Sorrentino, Marina
(2006)
The gold standard and the Great Depression in Italy.
MPhil thesis, London School of Economics and Political Science.
Abstract
Italy was in the Gold Standard between December 1927 and its de facto exit in December 1934. Furthermore from the late 1929 it was affected by an economic crisis comparable to those of other European countries, from which it started to recover significantly only in 1935. Hence, it would seem that as long as its currency was pegged to gold, the country was not able to recuperate from the Depression. In this study, the credibility of the commitment to the gold peg in the eyes of the international financial markets and the consequences of the crisis and thus also of the exchange rate policy in the industrial labour market have been investigated, also in the attempt to highlight the implications of the country's dictatorial political regime. It has been found that international financial markets anticipated a devaluation of the Italian currency from the autumn 1929. These estimated expectations seem consistent with the evidence gathered from documents of the time (both from archival sources and from the financial press). However these opinions do not appear to have been based on the usually considered macroeconomic variables. It has been argued that it may have been the dictatorial nature of the political regime to induce this markets' behaviour.
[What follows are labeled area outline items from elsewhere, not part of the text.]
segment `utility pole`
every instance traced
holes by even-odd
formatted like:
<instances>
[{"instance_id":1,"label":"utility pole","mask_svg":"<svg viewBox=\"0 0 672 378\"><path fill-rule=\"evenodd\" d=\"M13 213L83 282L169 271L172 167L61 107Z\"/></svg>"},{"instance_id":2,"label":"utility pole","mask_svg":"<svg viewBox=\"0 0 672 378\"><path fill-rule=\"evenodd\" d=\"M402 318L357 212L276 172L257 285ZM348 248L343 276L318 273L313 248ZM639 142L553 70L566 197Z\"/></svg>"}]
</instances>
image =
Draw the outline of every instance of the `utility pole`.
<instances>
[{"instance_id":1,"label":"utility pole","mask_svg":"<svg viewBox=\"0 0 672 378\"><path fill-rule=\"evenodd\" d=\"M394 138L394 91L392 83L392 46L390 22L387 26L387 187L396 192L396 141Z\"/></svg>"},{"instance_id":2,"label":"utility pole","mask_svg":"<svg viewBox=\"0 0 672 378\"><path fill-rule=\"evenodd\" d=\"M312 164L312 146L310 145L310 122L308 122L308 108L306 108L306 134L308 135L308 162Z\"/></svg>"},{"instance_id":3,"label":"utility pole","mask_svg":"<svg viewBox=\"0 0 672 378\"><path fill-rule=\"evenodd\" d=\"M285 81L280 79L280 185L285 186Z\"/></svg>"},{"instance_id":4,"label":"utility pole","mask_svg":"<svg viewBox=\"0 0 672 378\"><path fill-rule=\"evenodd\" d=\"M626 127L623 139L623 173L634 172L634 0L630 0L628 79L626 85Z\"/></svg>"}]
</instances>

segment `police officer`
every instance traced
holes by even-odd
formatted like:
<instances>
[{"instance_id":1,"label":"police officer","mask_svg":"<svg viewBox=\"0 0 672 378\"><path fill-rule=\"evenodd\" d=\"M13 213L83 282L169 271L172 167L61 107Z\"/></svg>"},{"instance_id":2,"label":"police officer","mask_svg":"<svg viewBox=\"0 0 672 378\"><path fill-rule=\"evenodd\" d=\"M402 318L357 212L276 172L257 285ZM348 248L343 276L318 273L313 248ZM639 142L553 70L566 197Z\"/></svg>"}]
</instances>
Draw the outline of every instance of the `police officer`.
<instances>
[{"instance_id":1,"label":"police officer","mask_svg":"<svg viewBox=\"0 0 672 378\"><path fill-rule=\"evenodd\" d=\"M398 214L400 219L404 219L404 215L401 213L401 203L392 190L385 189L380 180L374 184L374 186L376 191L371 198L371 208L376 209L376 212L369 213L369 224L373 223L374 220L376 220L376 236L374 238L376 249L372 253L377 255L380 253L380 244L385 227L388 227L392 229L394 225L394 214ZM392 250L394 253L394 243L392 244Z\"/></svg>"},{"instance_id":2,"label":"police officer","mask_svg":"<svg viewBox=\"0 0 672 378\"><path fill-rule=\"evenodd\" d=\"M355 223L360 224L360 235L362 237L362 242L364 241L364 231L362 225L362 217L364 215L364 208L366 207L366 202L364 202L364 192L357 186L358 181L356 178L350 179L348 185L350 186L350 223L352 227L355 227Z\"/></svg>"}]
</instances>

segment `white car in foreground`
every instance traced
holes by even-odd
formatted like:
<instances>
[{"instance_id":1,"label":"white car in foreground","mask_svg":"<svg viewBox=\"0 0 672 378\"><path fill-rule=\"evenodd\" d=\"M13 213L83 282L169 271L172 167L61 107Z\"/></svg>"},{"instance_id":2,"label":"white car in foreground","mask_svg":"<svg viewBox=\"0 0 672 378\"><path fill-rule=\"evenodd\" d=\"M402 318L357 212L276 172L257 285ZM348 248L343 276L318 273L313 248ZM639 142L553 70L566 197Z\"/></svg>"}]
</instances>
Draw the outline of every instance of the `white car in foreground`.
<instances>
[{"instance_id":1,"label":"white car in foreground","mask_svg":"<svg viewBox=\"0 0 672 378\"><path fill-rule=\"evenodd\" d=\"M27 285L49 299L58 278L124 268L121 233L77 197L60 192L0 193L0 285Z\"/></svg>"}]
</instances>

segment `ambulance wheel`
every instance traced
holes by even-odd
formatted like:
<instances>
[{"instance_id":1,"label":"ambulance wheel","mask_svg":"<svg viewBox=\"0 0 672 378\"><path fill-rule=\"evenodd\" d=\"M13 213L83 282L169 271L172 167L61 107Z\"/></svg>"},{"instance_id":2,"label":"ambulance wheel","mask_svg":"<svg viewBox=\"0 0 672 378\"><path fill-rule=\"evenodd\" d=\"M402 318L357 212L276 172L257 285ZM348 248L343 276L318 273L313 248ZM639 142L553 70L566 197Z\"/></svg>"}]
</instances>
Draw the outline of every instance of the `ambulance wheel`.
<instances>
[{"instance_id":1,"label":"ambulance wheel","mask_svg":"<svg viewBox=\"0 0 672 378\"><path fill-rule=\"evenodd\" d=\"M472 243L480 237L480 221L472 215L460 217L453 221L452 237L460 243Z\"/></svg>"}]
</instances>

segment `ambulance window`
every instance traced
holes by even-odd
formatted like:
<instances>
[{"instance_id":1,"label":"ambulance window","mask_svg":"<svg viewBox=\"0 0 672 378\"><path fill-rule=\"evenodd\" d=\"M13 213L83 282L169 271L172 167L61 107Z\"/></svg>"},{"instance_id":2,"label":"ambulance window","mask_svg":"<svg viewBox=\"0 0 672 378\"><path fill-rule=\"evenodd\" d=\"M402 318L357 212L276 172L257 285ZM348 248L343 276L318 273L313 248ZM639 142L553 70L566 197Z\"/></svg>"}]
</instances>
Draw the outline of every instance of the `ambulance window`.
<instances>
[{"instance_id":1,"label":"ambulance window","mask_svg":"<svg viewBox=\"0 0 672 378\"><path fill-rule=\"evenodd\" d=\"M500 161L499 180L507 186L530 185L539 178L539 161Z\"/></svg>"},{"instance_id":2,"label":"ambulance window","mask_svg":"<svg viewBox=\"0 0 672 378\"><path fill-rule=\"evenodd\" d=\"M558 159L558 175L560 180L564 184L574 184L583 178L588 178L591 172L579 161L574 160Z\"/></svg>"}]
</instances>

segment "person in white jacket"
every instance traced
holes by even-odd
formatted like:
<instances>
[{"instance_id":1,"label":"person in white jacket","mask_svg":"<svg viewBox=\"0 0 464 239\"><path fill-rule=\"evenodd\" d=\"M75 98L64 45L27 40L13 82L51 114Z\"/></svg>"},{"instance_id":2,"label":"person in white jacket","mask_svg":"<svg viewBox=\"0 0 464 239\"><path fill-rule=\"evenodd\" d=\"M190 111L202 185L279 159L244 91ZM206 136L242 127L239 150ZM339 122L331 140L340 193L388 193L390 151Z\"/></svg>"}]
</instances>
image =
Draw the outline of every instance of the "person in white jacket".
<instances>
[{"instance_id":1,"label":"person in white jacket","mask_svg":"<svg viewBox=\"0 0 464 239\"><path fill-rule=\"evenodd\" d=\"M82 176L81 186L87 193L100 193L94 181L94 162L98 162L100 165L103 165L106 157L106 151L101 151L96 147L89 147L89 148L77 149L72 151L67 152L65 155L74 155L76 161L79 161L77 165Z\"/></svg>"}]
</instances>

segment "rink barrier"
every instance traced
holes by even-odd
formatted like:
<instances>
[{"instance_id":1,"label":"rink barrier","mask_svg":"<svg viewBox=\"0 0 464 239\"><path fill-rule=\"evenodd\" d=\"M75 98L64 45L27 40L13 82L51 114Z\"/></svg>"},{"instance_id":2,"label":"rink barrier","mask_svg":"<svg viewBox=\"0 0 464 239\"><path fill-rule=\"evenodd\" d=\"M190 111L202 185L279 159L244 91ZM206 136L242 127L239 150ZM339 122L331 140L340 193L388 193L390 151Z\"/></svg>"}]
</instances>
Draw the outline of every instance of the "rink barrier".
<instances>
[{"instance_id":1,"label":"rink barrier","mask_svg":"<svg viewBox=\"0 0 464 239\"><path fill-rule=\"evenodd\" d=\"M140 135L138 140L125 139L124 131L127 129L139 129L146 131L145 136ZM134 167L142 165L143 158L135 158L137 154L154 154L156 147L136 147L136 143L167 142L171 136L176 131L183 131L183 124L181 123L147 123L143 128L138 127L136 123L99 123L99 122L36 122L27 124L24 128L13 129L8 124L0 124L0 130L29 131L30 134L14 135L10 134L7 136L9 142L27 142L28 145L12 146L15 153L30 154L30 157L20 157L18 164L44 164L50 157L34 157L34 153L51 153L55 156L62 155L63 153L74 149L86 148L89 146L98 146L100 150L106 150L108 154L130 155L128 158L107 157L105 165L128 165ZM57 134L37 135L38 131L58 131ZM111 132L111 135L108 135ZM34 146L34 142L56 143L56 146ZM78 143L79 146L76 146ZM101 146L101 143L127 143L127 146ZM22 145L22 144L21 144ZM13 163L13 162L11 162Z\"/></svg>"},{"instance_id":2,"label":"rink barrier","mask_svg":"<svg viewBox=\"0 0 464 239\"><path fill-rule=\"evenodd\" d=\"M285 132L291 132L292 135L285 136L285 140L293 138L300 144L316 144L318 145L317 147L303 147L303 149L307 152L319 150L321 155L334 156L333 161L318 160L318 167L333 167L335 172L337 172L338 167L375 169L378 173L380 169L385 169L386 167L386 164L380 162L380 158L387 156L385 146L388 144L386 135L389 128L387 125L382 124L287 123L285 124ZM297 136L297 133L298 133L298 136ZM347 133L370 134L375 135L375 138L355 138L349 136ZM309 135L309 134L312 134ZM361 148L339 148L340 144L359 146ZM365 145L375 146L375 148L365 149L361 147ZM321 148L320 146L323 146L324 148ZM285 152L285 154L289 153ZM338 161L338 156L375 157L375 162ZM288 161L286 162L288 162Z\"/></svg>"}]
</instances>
Moreover despite the fact that during the Depression real labour costs do not seem to have increased beyond productivity in the industries more sheltered from international competition, further substantial reductions in nominal wages both in these industries and in those more exposed to international competition appear to have been needed to keep labour demand at its pre-crisis peak. It has been argued that the Fascist government may have refrained from using more its powers to cut wages at least partly because the industries it was more interested in were less affected by problems of rising real labour costs and because it could have been worried that further decreases in factory workers' living standards could have generated social instability. Both the evidence on financial markets' expectations on the Italian lira-gold parity and that on the industrial labour market support the assertion that an earlier currency devaluation, accompanied by expansionary polices, could have been beneficial.